Thursday night I found myself having a takeaway with my lovely sisters in the city. Just like that, we ordered from an Asian cookhouse before leaving the homeplace and collected it on the way to my middliest sister’s house. From the extensive menu, we ordered Asian food and it came to us so easily in the cutest little cartons. And while I tried to focus on my sisters, I couldn’t take my attention away from the food, so fresh and hot and aromatic. I thought, there has to be more, these are very small cartons but on opening them up there appeared just the right amount of food for all. Delicious. Easy. An accessible meal.

Everything consumable in the city is easy.

I was telling my sisters about our attempt to have a Chinese takeaway some weeks back as our eldest indignant that his classmates had all eaten takeaways, would like to try some. Fair enough. Now, I must add, that others may have tried and may have been more successful but it is not an easy task and after one or two attempts, women stronger than I have said to have given up. So I know of a lovely Chinese restaurant in our nearest big town, Listowel. It’s good enough food and reasonable. What more does a seven year old want for his first takeaway experience? It’s about 15 km away. Problem number one, how to keep the hot food hot and tasty. It’s manageable enough. But alas, there is always the problem of directions.

The entrance to our house has red gates, symphony red according to the colour chart and they are a beauty. Aside from being aesthetically lovely, they are a beacon to lost delivery men when looking for our homestead. If you see the red gates, that’s us. Alas, at nighttime, the red gates, in the absence of street lamps or streets in fact are not visible. Problem number two. So having called up and ordered we waited an unusually long time before I got a call from the village from a forlorn delivery man to say that he was lost. Not the best at given directions (reference red gate), I handed the phone to my farmer who explained the way to our house.  Some ten minutes later, I received another call to say that he has been driving up and down the street and village, he just can’t find the turn off to our house. ‘Stay right where you are’ I said and hopped in the car to go and find the lonesome delivery man.

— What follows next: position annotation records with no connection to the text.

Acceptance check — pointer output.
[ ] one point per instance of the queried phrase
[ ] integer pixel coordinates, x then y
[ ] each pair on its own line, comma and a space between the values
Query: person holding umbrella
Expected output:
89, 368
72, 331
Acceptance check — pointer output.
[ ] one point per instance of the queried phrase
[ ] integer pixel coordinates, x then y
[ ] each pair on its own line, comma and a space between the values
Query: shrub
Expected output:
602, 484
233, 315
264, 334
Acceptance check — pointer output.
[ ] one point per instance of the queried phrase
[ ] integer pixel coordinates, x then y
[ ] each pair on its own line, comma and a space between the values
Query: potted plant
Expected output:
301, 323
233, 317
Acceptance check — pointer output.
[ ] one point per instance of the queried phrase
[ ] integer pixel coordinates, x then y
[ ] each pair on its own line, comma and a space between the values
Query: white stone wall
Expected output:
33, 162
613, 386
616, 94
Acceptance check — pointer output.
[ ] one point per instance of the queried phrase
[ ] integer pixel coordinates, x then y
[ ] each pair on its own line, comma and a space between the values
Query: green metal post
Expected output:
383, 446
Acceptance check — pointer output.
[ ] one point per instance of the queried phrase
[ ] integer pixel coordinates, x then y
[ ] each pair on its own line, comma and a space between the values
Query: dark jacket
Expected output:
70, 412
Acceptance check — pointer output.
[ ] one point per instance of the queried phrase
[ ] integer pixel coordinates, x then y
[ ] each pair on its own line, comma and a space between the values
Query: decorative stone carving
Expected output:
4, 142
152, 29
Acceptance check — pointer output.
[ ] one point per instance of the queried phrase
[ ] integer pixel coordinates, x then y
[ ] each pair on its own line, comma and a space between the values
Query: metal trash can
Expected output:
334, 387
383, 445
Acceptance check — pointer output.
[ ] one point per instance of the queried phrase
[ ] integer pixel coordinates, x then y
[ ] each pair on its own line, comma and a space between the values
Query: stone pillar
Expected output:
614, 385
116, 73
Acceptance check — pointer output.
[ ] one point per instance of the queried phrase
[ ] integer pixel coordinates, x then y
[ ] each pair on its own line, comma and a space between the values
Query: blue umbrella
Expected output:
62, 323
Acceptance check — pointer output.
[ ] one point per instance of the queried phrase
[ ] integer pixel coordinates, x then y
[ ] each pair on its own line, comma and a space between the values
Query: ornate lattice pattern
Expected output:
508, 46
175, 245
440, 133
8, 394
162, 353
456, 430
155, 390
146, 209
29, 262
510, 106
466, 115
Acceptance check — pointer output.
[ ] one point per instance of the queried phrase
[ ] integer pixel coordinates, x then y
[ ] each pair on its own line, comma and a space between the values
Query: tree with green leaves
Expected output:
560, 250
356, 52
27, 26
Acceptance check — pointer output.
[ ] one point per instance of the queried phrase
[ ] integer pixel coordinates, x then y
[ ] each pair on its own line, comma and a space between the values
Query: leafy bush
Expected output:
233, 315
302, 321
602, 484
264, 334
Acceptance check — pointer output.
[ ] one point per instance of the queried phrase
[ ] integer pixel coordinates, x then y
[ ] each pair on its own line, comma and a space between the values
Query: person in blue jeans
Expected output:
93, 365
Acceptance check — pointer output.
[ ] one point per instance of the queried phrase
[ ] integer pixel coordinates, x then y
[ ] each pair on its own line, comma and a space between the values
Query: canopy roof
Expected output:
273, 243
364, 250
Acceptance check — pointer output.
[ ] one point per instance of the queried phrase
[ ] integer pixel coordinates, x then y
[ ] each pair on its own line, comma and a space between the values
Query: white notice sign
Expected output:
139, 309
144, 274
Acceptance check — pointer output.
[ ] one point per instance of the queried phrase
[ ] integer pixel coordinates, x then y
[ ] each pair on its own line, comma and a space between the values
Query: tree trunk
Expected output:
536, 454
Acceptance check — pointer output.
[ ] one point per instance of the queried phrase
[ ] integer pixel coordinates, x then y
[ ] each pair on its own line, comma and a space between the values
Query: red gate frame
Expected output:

‘I didn’t think that road led anywhere’, the man said shocked that anyone would even think of living up ‘such a lonely road’. ‘Everyroad leads to somewhere’ I said now channelling my inner hungry Buddha. ‘Amazing’ he said and started to chat about living in the country and how he could never do it. Ordinarily, I would have been delighted to engage but I was aware of the luke warm package in my hands that needed feeding to the wide-eyed expectant family. ‘Rightso,’ he waved me off, standing in the village street-light watching me off not quite believing that there was a road beyond the sportsfield; one he had dared not to travel. ‘Townie’ my Buddha whispered while sending him much good tidings for his return journey.

As for his first takeaway experience, my young son ate it up. Not bad he said.

The moral, everything consumable in the countryside is not so easy. But you can curse the darkness or learn to make a very good Chinese meal. Now to find some of those cutesy cartons.